A request for information (RFI) was issued to industry on 17 February 2011. The document outlined expected requirements and asked industry for informal design proposals and program methodology feedback. Responses were due by 22 April 2011. An industry day was held on 6 April 2011.
In August 2012, General Dynamics was awarded an ACV Hull Survivability Demonstrator contract for the design, fabrication, and test support of a full-scale hull to demonstrate crew-protection technologies. In November 2012, they conducted simulated mine-blast tests on their ACV ballistic hull design, successfully meeting mine-blast survivability requirements. Work will conclude by May 2013 and will be used to refine requirements for effective protection against under-vehicle threats.
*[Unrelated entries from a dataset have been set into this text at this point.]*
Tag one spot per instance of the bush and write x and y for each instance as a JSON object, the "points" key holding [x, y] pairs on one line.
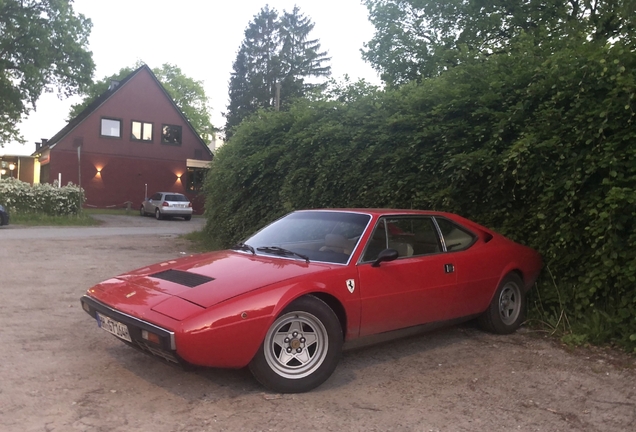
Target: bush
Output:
{"points": [[537, 146], [21, 197]]}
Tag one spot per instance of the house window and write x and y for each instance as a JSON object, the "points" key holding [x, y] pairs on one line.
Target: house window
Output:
{"points": [[111, 128], [196, 178], [141, 131], [171, 134]]}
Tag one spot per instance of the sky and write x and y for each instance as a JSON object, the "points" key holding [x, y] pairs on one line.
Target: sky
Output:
{"points": [[201, 37]]}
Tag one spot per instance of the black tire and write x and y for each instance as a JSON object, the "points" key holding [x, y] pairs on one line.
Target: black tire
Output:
{"points": [[301, 349], [507, 309]]}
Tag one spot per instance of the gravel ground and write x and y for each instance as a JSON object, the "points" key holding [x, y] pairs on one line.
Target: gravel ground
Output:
{"points": [[60, 372]]}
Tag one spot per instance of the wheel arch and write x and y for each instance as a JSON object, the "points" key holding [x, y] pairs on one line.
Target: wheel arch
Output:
{"points": [[335, 305]]}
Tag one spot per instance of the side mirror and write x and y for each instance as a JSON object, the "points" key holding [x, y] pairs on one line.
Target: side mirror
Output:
{"points": [[385, 255]]}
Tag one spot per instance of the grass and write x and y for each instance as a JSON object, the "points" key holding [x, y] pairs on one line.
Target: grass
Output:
{"points": [[37, 219], [83, 219]]}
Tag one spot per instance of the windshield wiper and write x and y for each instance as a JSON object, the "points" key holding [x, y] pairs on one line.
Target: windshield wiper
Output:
{"points": [[281, 251], [243, 246]]}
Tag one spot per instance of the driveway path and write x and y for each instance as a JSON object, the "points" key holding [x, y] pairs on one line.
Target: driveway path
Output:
{"points": [[111, 226]]}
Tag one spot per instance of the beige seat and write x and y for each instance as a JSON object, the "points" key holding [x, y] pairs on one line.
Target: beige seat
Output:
{"points": [[337, 243]]}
In April 2013, DARPA awarded a $1 million prize to a team in the Fast Adaptable Next-Generation Ground Vehicle (FANG) contest. The team beat out 1,000 other competitors to submit their design for a drivetrain for the Amphibious Combat Vehicle. The FANG initiative is to demonstrate a way to procure working systems better than the current defense aquisition process, which frequently leads to delays and cost overruns. The Marines are in charge of the ACV program, so there is no guarantee that the Darpa-crowdsourced mobility drivetrain will result in a vehicle bought by the Corps.
The three basic variants include the Squad Maneuver/Fighting Vehicle, the Command and Control Vehicle, and the Recovery and Maintenance Vehicle.